Immigration reform proposals would make everyone an illegal until proven not to be.
By LAURA W. MURPHY And FRED L. SMITH JR.
If you hang everyone, the old saying goes, you will catch some guilty people. That adage points to the fatal flaw of an employment-verification program tucked into several recent immigration-reform proposals in Congress.
The E-Verify program—which several states are experimenting with, but which would become mandatory nationwide under proposed new law—targets every employee that a business hires, in the hope of weeding out a few undocumented immigrants from the workforce. In the process, E-Verify erects dangerous hurdles to employment for legal workers and degrades the privacy of working Americans.
Employers enrolled in E-Verify must submit electronic information about all employees to a government database. If an employee's information conflicts with the database, the individual cannot work until he corrects the error. Every potential employee is thus presumed to be ineligible to work until proven otherwise. So much for the presumption of innocence. Resolving E-Verify errors often requires a job seeker to visit the local Social Security Administration office. If you like waiting at the DMV, you will love E-Verify.

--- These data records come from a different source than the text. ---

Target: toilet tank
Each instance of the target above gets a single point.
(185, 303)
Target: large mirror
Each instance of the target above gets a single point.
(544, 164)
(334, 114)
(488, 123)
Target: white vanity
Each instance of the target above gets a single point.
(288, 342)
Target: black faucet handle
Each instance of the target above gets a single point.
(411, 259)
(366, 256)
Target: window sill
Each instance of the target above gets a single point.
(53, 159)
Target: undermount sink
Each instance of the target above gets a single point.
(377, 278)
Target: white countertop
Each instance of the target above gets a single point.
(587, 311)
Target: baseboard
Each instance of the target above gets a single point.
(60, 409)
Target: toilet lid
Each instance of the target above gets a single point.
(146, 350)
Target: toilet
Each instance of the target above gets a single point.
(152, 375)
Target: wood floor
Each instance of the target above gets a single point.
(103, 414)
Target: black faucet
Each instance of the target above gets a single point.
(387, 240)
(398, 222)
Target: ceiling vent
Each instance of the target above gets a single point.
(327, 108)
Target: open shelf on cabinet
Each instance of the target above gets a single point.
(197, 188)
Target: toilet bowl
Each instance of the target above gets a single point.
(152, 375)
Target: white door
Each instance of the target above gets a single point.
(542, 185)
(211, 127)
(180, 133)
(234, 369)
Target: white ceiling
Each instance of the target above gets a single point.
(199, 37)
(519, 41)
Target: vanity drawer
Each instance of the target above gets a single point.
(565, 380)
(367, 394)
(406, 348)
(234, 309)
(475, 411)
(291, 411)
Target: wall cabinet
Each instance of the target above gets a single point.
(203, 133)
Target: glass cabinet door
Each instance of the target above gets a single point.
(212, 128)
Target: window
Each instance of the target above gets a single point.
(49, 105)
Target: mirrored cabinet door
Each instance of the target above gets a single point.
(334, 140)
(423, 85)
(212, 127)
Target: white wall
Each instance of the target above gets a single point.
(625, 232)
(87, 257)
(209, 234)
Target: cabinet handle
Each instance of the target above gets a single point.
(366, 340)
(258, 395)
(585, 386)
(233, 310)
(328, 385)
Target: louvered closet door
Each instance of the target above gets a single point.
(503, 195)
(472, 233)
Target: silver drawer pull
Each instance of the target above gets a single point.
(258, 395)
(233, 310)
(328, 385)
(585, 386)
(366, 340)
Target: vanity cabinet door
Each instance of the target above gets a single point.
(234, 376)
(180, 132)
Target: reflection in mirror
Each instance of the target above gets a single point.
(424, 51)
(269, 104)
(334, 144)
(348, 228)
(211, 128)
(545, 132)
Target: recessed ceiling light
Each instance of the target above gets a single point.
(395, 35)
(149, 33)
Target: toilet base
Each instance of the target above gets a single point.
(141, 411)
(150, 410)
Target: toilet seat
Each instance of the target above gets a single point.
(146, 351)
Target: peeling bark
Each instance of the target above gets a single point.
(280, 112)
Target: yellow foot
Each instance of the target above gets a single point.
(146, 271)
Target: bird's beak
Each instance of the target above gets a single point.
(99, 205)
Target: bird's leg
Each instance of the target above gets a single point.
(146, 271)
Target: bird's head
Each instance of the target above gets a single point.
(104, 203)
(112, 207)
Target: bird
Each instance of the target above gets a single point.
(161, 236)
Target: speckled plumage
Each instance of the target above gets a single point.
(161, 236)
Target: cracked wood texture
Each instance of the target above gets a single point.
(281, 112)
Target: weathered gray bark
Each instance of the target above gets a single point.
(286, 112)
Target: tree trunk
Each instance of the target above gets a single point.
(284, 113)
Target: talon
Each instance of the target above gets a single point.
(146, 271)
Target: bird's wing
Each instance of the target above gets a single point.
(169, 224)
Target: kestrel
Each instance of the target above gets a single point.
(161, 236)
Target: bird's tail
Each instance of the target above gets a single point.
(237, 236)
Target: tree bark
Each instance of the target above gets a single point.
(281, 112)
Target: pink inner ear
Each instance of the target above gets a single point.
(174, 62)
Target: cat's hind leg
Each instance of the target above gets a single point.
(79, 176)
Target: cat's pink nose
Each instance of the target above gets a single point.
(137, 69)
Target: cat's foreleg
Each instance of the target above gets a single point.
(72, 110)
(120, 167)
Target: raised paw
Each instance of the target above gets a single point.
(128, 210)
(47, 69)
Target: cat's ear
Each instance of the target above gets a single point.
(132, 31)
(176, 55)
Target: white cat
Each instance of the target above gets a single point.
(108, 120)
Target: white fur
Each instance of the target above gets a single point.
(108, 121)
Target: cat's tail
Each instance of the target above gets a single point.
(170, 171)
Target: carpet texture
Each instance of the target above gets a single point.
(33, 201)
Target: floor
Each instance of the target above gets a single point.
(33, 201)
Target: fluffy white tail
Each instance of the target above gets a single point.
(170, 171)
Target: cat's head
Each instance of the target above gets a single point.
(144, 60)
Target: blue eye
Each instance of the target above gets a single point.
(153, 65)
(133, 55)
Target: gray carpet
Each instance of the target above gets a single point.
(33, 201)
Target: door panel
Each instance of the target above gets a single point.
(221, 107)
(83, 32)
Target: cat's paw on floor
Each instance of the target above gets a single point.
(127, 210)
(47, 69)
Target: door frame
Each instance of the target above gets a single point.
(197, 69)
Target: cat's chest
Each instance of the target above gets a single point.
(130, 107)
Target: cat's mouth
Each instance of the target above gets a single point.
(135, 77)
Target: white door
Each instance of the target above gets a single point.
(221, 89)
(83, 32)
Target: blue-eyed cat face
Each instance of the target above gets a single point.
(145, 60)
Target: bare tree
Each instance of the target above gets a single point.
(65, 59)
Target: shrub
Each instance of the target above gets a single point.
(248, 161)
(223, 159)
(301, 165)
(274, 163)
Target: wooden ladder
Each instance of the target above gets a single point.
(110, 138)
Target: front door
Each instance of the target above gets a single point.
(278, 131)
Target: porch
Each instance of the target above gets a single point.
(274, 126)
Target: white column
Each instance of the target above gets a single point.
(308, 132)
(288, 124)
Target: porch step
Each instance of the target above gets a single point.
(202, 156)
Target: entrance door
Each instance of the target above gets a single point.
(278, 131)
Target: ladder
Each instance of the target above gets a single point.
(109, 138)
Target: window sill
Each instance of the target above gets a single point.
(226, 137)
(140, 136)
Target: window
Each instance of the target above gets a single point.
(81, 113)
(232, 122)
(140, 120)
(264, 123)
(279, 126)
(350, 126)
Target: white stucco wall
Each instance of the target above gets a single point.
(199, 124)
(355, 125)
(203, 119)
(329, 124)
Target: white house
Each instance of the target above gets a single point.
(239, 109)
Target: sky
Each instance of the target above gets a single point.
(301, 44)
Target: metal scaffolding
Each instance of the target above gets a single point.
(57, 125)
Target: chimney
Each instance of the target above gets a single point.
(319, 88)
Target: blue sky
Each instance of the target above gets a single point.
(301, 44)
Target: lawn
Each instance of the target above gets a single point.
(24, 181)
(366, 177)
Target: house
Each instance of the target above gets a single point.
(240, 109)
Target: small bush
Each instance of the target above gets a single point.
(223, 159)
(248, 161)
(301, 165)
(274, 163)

Unsurprisingly, E-Verify's database contains inaccurate data. In fact, a 2009 report commissioned by the Department of Homeland Security shows that a national mandate would force 1.2 million of today's legal workers to sort out such problems. Of these, almost 770,000 genuinely legal workers would lose their jobs due to lost documentation, failure to file an appeal in time, or employers who never inform them of the initial error. E-Verify has improved, but it has never been tested on states with large legal immigrant populations, and Homeland Security refuses to let states make its use dependent on the timely resolution of errors.
Workers aren't the only victims of E-Verify. The program also imposes sizable burdens on job-creating companies, as any small business owner who has read E-Verify's 88-page compliance manual can attest. Implementing a nationwide E-Verify mandate would cost small businesses $2.6 billion each year, according to a June 2011 report at the Bloomberg Government website. The cost of screening a single new hire: $147. Perhaps this explains why only slightly more than half of Arizona businesses have enrolled in E-Verify—despite a 2008 state law that requires all of them to do so.
Taxpayers also would suffer under an E-Verify mandate. The Government Accounting Office estimates that implementing the system would cost Homeland Security $765 million over four years and would require the Social Security Administration to hire 700 new employees and spend $281 million over five years. Worse, the Congressional Budget Office estimates that a national E-Verify mandate would deprive the government of $17.3 billion in tax revenues over 10 years. This is largely because E-Verify would push many employees who currently pay taxes into the black market.
The benefits of E-Verify don't come close to justifying these massive costs. Homeland Security's 2009 report found that E-Verify failed to catch 54% of unauthorized workers. These failures were caused largely by falsified identity documents, which E-Verify is ill-equipped to detect. It is hard to imagine how a system so ripe for circumvention will meaningfully curb unauthorized immigration.
In the longer run, an E-Verify mandate would further erode individual privacy. If the system goes national, it may well mutate into a catch-all method of ascertaining Americans' identities. A similar fate befell the Social Security number, which was created solely to distribute benefits.
Imagine all the ways government could repurpose an electronic system supposedly capable of verifying our identities. After employment eligibility, airports, voting booths and office buildings might well be next. How long before we will all need E-Verify's blessing before attending college, signing up for Internet access or buying a legal firearm?
All Americans have a right to earn an honest living through hard work. Congress shouldn't create a huge new bureaucracy to stand in the way. Only one in 20 U.S. workers is undocumented, Pew Hispanic Research found in 2010, yet E-Verify would intrude into the lives of all Americans and their employers. Lawmakers should focus instead on the only proven way to address illegal immigration: an efficient and effective legal pathway for immigrants to enter and work in the U.S.
Ms. Murphy is director of the American Civil Liberties Union's Washington Legislative Office. Mr. Smith is the founder and chairman of the Competitive Enterprise Institute.